Monday, February 4, 2013

Corn Harvest



Last week, we all went out to visit a family friend in a nearby pueblo. There was a rodeo going on, called a jarapeo around here, and this was the last, biggest night. Bull-riding night. Our family friends have a small ranchito where they raise corn and alfalfa and cows and chickens. They are old time Oaxacan farmers, living a nearly self-sufficient life as subsistence farmers. 

This time of year is the corn harvest, so while we visited before the rodeo, we sat around a long table drinking beers and processing corn. The corn had already been picked and stored in the corn crib to dry. The little girls decided the best job for them would be to crawl into the corncrib and find the best, fattest cobs and pass them out to us. 
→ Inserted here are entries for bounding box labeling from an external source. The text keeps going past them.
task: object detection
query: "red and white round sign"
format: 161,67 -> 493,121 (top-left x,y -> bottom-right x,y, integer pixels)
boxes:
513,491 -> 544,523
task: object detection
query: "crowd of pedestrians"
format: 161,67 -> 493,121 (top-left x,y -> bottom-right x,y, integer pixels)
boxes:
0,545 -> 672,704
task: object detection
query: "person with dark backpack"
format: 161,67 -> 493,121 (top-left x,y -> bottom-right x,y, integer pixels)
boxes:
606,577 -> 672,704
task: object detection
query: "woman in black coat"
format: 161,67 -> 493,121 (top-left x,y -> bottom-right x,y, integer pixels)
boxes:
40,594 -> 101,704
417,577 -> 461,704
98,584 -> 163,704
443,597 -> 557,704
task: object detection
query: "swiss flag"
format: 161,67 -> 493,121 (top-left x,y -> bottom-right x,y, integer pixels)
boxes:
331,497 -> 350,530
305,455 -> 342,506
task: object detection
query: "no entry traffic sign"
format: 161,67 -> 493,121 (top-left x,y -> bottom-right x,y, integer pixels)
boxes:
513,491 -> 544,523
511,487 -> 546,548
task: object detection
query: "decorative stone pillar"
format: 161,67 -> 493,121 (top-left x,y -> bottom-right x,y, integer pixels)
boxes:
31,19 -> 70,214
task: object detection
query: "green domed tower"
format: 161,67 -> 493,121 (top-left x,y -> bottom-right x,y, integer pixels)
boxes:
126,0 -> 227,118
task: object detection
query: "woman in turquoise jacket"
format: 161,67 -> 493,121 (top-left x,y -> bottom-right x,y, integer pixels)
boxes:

I and Abuelita stripped the husks from the cobs and shoved them into a large basket for the cows. We put the naked cobs into a bucket and passed them along to the men, who used their hands to twist off the kernels. I tried to do this twisting, but it takes stronger hands than mine. 




In about a half hour, we collectively filled a five gallon bucket with kernels. I asked how long that bucket would last the family as food, and was told it would serve for two or three batches of nixtamal. Nixtamal is the process of boiling the kernels with lime so they swell and get soft for grinding. It also releases B vitamins which exist in the corn but which are not available for absorption without this process. People who depend heavily on corn as a staple but who do not process it into nixtamal are vulnerable to pellagra, a deficiency disease. How the ancient Mexicans figured this out is a mystery to me. 

Two batches of Nixtamal will serve the family tortillas for about a week, maybe a week and a half. So you can see how very labor-intensive it is to rely on corn. Just this one stage of processing cost some 3 man-hours (6 people working for a half hour each), and it represents only a tiny fraction of all the work involved, from planting to reaping to grinding and cooking. However, it was a pleasant half hour spent chatting with friends and family.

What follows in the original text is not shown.